In 2016, a local white supremacist delivered pig heads to Masjid Al Noor, saying, “Bring on the cull.” Hodliffe said she has been the target of anti-Muslim taunts on the streets. “It’s one of those things that’s hard to talk about, and just becomes normalized, so people don’t talk about it any more,” she said. “But it is really weird and challenging for people to be told to go home to their own country, to not be included, to not feel part of the community.”


Green Party member of Parliament Golriz Gharhraman, who herself has been the target of racial abuse and death threats, told VICE News that quantifying this rise in hate speech was very difficult, given the vagueness of New Zealand’s legislation. “We don’t really have hate-speech laws. We don’t really have protections for most minorities, and even when we do, it’s a vague term, ‘racial disharmony’.”

On the ground in Christchurch, in these early days, there’s more shock that this could happen here than belief that the attack was the result of an increasingly dangerous environment for Muslims. “When you’re living in New Zealand,” Jaballah says, “you always feel safe. The flat I moved into, I had to install a deadbolt for them — they’d never locked their house for the past six years.”

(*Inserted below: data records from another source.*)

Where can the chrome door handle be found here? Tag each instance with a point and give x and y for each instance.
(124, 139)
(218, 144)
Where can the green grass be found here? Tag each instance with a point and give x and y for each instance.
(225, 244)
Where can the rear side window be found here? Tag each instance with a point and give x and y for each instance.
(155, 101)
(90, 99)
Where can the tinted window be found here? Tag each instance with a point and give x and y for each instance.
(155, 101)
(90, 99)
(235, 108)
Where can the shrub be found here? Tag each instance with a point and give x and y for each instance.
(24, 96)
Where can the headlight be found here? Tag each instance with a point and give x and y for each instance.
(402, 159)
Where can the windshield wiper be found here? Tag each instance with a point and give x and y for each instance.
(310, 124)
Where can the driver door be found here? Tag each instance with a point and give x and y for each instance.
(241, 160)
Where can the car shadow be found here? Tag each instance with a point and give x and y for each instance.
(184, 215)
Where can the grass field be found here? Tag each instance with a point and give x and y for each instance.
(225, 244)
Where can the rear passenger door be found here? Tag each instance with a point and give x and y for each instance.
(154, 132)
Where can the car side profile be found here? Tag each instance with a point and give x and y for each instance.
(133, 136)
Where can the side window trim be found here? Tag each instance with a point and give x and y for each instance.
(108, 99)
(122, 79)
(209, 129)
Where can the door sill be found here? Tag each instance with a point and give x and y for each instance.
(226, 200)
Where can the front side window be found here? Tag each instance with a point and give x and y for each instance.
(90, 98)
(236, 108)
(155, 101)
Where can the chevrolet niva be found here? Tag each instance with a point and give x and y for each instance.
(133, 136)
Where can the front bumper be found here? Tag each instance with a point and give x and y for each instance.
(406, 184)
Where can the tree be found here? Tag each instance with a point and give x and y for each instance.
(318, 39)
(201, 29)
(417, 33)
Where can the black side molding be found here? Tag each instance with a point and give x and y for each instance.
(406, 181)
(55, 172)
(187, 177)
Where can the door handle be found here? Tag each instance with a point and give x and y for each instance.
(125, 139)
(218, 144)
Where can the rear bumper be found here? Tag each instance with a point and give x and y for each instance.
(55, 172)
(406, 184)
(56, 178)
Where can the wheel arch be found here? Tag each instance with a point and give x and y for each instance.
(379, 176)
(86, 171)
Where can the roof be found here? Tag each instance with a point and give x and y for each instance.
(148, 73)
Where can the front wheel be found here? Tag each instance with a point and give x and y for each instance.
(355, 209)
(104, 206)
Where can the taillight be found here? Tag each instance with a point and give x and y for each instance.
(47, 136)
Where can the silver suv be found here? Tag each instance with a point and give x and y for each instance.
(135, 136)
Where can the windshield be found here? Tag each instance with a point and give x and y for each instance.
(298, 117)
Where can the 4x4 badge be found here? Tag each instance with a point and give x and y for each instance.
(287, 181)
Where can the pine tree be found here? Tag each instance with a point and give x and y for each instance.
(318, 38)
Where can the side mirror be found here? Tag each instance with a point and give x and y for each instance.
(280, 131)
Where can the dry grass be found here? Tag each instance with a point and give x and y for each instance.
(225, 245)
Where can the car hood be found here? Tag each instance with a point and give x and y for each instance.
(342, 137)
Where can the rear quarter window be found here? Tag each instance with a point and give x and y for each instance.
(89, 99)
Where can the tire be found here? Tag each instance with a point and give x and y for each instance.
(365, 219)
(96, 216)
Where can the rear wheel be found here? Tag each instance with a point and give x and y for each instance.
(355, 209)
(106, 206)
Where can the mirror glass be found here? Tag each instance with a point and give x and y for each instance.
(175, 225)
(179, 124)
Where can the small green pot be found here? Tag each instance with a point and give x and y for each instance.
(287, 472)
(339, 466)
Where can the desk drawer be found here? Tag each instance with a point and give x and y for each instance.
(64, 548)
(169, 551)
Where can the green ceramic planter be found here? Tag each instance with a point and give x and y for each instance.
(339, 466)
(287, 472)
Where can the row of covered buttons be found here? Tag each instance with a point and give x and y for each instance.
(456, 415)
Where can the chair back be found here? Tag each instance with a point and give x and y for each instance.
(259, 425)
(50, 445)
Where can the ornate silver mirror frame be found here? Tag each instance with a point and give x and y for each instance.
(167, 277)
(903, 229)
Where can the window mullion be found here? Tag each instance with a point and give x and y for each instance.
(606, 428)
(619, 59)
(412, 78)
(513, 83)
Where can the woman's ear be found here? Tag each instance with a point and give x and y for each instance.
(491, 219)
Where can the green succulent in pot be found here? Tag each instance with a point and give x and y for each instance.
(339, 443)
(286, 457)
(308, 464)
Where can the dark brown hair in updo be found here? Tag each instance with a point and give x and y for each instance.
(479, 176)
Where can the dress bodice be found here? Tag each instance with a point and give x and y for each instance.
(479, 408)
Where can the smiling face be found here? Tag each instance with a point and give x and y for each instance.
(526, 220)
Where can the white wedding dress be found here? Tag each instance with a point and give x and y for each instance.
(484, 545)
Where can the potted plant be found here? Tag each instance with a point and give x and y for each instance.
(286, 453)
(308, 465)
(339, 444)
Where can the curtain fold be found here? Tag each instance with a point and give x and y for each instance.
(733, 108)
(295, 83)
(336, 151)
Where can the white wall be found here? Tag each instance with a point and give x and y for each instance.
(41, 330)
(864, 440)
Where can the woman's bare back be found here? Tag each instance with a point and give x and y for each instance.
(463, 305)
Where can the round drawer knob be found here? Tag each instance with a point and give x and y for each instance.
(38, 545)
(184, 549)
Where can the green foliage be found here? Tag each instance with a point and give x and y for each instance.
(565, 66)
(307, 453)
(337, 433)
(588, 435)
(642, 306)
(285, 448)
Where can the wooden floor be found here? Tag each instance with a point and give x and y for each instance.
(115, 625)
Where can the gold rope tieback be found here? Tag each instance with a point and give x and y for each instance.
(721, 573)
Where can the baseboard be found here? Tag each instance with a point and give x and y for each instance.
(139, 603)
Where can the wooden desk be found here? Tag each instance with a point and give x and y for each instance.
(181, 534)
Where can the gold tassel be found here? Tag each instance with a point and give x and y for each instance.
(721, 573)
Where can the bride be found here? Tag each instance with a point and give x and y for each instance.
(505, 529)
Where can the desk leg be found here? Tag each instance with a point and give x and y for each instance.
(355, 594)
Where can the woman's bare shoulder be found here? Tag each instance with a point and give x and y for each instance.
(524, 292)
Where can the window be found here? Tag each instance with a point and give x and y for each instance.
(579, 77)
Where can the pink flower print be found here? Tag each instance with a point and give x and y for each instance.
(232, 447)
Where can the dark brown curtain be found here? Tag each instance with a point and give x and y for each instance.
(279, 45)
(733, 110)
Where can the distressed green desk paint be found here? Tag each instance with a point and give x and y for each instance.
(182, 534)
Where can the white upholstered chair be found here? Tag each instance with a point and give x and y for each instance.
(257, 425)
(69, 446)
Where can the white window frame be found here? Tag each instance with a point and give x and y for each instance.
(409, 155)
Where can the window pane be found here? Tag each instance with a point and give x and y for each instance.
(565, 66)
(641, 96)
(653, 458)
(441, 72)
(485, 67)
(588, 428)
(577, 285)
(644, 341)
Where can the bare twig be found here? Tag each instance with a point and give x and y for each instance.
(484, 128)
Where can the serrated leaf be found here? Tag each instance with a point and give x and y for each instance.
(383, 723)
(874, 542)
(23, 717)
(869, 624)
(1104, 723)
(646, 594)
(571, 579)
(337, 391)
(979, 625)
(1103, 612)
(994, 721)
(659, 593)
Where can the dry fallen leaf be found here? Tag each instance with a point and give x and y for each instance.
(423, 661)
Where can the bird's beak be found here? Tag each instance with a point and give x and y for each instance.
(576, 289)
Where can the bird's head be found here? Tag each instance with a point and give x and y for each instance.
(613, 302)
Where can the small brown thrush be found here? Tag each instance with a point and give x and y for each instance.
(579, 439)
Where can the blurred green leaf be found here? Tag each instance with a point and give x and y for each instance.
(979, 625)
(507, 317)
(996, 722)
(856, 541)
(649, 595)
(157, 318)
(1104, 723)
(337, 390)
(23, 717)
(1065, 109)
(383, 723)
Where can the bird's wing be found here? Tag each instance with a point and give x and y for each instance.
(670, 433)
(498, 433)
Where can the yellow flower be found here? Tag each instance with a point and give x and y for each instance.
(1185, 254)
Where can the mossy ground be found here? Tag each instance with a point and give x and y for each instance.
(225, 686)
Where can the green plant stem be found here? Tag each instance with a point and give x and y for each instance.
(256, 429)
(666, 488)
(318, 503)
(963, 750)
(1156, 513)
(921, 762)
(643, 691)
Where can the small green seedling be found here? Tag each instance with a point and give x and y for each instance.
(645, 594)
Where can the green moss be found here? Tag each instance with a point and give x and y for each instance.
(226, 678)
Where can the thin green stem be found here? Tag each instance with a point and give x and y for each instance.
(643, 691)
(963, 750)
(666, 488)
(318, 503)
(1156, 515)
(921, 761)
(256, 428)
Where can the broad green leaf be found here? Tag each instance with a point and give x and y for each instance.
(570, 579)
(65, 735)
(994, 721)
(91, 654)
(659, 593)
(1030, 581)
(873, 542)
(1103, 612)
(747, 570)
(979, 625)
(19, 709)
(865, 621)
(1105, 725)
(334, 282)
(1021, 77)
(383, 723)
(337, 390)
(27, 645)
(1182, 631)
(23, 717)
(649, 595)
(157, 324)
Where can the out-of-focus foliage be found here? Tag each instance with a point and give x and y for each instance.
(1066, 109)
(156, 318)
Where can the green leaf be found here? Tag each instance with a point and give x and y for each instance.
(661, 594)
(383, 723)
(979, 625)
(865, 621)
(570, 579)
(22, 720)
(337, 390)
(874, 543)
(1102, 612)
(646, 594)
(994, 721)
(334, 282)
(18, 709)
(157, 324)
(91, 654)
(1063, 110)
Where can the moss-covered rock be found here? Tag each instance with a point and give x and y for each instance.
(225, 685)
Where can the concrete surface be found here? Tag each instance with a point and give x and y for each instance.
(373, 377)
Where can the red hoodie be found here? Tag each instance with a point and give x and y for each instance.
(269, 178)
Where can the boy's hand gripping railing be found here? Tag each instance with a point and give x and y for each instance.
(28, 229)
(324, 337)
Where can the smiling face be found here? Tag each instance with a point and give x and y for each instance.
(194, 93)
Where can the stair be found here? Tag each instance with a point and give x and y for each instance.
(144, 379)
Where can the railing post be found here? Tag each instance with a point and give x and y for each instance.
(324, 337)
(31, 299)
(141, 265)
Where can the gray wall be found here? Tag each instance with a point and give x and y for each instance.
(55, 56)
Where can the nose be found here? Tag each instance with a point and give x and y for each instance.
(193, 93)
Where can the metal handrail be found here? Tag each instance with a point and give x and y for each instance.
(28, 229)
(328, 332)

Hassan Raslan, 30, said he and his family, who are Egyptian and immigrated to New Zealand 23 years ago, have also been the target of racist comments. Raslan, who is from Auckland, flew to Christchurch on Saturday to volunteer at the crisis center, transporting resources and people around the city.

“It really has shocked us a lot,” Raslan said, sitting on a park bench outside on the community college grounds. “But the surprise isn’t as much given that you could see this kind of racism or hate kind of brewing. You could see it all over the world.”

He loves New Zealand, but his personal experience with the country haven’t always been positive. “I have received racist comments. My mother, who wears a headscarf, has received racist comments. Anyone who has a sister who wears a headscarf would know that they experience this as well; it’s all part of living here.”


“The ‘where to now?’ — we’re not ready to think about it. You know, we’ve got 50 people to bury.”

And dread, he said, has now overtaken the local Muslim community. “There’s an increased fear for our sisters and for our mothers and everybody who is identifiable as a Muslim,” Raslan said. “There’s another fear that this has given a kind of license to the more undercover racists or extremists to do what they wanted to do. Unfortunately, this person’s views are shared by some other sick individuals.”

Read more: How social platforms failed to keep the shooter's video from going viral.

For both Jaballah and Hodliffe, imagining how Christchurch’s Muslim community will heal is still impossible. Both are helping to lead the response, which has been especially painful because the scale of the tragedy is so large, and the community is so small.

“It’s so difficult, especially the people who have, like, nine friends of theirs wiped out. Just like that,” said Jaballah, snapping his fingers. “They can’t think straight.”

Hodliffe said that right now, community members are focused on getting through each day and supporting each other, with little thought to the future. That will come later.

“The ‘where to now?’ — we’re not ready to think about it. You know, we’ve got 50 people to bury.”